On 12/12/2003 04:29, Philippe Verdy wrote:
...
But what you suggest here is exactly what a standard file compressor does.
It does not solve any problem in the representation of characters, the
compression scheme remains private, and can only be interpreted as text by
redecomposing these PUAs (in their scope) to the appropriate complex DGCs.
In addition, you need to find a way to store these associations between PUAs
and DGCs, so the complexity is even worse.
You would probably use it only if there are multiple occurences of these
complex DGCs, just to save some space (this is what is performed in the
Hangul Johab syllables as they occur very frequently when writing modern
Korean, and the space benefit comes from the fact that it does not need to
encode the associations between syllables and DGCs of jamos, as this is
defined by their canonical equivalences and implemented with a very basic
algorithm).
So unless you can create such simple algorithm to map complex DGC with PUA
ranges, there's little use of what you propose here.

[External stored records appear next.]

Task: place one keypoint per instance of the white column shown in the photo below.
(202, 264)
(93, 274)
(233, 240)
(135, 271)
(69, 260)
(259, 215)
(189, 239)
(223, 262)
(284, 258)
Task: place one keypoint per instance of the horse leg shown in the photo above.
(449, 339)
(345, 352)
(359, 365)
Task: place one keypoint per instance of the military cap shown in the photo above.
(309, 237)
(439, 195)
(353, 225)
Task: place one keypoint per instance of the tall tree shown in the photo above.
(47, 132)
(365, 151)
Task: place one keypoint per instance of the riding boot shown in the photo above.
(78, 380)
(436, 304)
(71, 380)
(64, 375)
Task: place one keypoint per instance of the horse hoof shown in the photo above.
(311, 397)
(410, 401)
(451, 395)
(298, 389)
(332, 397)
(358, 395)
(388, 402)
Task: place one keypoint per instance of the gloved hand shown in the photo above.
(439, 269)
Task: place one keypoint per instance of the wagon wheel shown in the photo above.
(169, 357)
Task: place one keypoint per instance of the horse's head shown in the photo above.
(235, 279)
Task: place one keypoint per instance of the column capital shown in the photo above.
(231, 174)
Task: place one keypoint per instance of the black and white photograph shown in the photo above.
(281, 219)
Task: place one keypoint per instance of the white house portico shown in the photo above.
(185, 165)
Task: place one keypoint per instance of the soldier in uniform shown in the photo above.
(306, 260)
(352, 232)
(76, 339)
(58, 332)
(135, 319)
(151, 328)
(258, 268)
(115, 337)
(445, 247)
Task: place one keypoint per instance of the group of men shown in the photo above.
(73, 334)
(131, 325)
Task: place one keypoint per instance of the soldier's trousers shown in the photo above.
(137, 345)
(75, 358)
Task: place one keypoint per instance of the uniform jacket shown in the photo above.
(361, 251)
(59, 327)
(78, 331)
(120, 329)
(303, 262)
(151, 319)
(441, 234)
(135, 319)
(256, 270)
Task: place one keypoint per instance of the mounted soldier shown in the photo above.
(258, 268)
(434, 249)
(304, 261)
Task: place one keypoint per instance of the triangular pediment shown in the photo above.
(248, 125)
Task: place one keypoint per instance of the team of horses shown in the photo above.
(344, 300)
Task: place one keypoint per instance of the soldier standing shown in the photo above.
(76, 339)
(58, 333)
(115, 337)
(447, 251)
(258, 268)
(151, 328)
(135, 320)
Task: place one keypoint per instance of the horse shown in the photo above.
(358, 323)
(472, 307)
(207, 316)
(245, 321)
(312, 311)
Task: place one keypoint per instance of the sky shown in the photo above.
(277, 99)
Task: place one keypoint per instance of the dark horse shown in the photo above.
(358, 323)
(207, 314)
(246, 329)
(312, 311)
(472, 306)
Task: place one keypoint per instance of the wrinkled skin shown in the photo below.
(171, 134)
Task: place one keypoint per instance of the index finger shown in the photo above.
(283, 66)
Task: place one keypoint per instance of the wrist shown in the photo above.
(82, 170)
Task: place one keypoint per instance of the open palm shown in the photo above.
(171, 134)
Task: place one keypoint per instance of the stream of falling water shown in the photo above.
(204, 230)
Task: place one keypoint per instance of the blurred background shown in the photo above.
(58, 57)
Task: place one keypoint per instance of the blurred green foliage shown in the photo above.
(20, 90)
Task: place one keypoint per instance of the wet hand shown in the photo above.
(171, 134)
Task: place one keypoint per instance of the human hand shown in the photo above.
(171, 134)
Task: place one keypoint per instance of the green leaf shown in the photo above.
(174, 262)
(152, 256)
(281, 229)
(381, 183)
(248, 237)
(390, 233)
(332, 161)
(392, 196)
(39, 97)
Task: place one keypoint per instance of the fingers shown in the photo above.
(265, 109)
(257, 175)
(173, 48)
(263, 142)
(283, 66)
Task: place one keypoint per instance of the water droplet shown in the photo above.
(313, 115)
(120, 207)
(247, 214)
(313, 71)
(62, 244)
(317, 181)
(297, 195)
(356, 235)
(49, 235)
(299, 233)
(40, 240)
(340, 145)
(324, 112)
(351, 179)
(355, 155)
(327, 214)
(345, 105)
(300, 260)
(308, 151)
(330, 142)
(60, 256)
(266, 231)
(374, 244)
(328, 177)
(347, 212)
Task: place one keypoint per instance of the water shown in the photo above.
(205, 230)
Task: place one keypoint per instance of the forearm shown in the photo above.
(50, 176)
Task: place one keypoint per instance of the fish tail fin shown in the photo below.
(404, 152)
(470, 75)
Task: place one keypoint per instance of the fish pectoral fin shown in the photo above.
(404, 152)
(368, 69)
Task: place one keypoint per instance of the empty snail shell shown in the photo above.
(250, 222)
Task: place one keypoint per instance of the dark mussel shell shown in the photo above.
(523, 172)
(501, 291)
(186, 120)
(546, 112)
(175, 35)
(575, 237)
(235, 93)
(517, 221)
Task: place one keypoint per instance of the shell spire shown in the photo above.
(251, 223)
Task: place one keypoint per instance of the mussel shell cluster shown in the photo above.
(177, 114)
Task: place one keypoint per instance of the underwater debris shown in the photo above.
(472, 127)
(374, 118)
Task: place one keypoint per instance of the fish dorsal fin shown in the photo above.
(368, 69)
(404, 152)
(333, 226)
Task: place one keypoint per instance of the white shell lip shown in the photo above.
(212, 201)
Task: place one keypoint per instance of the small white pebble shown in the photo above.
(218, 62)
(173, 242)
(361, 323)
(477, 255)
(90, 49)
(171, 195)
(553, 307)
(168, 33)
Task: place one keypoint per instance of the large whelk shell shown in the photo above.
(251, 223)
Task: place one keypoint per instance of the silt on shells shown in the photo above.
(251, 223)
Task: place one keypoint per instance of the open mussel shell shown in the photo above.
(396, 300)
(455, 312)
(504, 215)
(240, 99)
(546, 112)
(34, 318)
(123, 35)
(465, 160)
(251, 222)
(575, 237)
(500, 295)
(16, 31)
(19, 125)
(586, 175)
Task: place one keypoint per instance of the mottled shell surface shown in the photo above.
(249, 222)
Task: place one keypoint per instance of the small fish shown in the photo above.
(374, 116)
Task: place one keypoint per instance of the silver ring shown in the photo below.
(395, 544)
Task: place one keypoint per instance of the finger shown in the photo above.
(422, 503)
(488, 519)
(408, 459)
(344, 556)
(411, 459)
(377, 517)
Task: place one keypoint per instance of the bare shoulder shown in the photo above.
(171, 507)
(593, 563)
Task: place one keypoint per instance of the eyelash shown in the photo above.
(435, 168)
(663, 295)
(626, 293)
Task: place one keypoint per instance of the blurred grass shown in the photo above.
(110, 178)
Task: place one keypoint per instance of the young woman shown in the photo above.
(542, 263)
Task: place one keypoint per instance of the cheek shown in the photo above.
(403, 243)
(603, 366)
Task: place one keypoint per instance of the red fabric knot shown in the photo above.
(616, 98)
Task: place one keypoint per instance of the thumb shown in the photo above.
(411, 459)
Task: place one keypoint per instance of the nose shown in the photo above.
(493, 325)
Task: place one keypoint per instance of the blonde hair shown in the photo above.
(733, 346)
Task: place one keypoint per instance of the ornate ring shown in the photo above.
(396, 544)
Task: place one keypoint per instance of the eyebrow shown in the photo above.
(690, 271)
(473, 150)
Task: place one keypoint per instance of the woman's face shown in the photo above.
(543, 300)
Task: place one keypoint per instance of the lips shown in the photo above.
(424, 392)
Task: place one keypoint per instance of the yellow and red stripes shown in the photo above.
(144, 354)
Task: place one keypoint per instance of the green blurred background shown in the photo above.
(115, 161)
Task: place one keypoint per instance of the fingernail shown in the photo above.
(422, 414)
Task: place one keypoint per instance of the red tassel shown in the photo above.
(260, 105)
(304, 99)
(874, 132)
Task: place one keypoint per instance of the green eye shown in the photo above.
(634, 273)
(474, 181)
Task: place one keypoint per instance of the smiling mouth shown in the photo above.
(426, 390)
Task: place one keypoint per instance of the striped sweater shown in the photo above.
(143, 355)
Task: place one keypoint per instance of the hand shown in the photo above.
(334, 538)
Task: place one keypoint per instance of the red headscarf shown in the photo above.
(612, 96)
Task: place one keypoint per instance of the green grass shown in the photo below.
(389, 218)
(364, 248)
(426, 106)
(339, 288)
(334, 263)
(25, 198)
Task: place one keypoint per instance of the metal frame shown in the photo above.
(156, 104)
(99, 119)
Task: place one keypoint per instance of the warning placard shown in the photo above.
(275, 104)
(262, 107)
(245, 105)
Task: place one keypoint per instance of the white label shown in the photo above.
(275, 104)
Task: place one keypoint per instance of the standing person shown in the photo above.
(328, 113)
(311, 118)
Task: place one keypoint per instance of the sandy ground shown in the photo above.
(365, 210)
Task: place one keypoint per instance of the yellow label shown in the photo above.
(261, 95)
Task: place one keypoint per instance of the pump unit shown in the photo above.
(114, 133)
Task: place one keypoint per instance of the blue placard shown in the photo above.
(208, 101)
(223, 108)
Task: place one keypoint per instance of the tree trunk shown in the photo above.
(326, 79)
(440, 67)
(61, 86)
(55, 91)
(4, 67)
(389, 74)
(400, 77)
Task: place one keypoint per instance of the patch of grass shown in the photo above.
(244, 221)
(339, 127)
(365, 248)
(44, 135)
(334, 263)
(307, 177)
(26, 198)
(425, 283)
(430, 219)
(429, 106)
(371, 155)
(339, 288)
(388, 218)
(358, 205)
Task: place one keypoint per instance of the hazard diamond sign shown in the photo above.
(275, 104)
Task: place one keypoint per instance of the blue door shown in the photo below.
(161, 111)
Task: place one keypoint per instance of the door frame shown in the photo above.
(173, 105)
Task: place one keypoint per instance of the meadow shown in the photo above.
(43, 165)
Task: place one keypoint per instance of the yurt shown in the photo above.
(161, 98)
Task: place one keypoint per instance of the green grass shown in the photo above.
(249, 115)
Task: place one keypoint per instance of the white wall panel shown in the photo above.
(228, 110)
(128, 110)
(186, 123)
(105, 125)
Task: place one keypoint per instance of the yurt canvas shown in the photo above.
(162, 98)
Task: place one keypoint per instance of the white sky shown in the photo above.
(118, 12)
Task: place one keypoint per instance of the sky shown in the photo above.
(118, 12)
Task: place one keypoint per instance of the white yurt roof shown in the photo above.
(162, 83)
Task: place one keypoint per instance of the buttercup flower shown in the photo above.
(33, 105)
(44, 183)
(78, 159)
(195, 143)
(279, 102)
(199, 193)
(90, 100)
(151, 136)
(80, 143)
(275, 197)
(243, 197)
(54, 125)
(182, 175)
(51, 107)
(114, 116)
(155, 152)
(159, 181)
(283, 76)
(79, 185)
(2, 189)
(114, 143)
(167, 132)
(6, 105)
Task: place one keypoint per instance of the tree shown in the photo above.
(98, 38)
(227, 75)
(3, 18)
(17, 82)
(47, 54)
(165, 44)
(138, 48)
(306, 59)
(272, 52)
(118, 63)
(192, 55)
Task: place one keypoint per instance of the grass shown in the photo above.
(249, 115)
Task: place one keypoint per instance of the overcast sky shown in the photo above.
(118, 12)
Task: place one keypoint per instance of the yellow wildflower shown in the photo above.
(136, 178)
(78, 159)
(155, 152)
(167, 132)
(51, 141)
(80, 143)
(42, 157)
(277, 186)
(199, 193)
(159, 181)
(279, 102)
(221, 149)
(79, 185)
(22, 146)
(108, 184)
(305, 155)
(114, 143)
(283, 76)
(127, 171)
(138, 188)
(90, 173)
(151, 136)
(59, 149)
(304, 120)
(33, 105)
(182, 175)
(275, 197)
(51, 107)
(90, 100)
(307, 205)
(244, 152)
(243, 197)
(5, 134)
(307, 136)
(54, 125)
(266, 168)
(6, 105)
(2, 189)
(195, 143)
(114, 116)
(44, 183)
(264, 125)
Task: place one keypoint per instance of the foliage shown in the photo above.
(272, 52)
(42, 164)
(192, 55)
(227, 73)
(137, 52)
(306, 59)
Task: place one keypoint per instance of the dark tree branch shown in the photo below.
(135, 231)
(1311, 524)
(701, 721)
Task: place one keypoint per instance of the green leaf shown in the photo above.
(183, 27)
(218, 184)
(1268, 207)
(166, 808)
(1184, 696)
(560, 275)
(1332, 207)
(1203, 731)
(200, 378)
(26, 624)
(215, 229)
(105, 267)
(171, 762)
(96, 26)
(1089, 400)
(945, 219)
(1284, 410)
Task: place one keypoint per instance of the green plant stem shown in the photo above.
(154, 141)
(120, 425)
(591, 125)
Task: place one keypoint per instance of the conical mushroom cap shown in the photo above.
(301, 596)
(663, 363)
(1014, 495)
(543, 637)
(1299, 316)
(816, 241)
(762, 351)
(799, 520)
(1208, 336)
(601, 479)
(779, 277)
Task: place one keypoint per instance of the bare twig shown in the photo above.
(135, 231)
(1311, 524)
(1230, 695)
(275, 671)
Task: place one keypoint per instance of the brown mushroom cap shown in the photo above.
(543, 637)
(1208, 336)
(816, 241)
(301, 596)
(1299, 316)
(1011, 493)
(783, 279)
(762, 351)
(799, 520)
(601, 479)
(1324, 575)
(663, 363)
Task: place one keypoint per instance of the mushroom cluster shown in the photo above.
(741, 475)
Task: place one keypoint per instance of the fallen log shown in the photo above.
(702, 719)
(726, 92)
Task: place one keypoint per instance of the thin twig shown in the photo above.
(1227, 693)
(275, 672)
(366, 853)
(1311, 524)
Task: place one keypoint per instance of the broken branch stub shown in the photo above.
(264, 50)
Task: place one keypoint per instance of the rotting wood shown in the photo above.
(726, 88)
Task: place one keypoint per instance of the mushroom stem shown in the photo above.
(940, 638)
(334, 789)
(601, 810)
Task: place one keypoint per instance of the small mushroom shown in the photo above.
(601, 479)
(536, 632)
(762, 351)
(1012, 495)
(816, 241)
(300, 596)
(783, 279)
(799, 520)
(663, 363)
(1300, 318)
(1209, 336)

This is not intended as a file compression technique. (Indeed it would
be an extremely poor one as it is based on UTF-32!) It is intended only
to solve the problem Mark mentioned that indexing etc of strings is
inefficient when the string is counted and divided according to grapheme
clusters - according to the recommendations for editing in UAX #29. The
mechanism I proposed was intended to allow a string of grapheme clusters
to be indexed efficiently, and nothing else - although as you point out
it might also help with rendering (although not neccessarily, as the
same grapheme cluster is not always rendered the same e.g. in Arabic).
--
Peter Kirk
[EMAIL PROTECTED] (personal)
[EMAIL PROTECTED] (work)
http://www.qaya.org/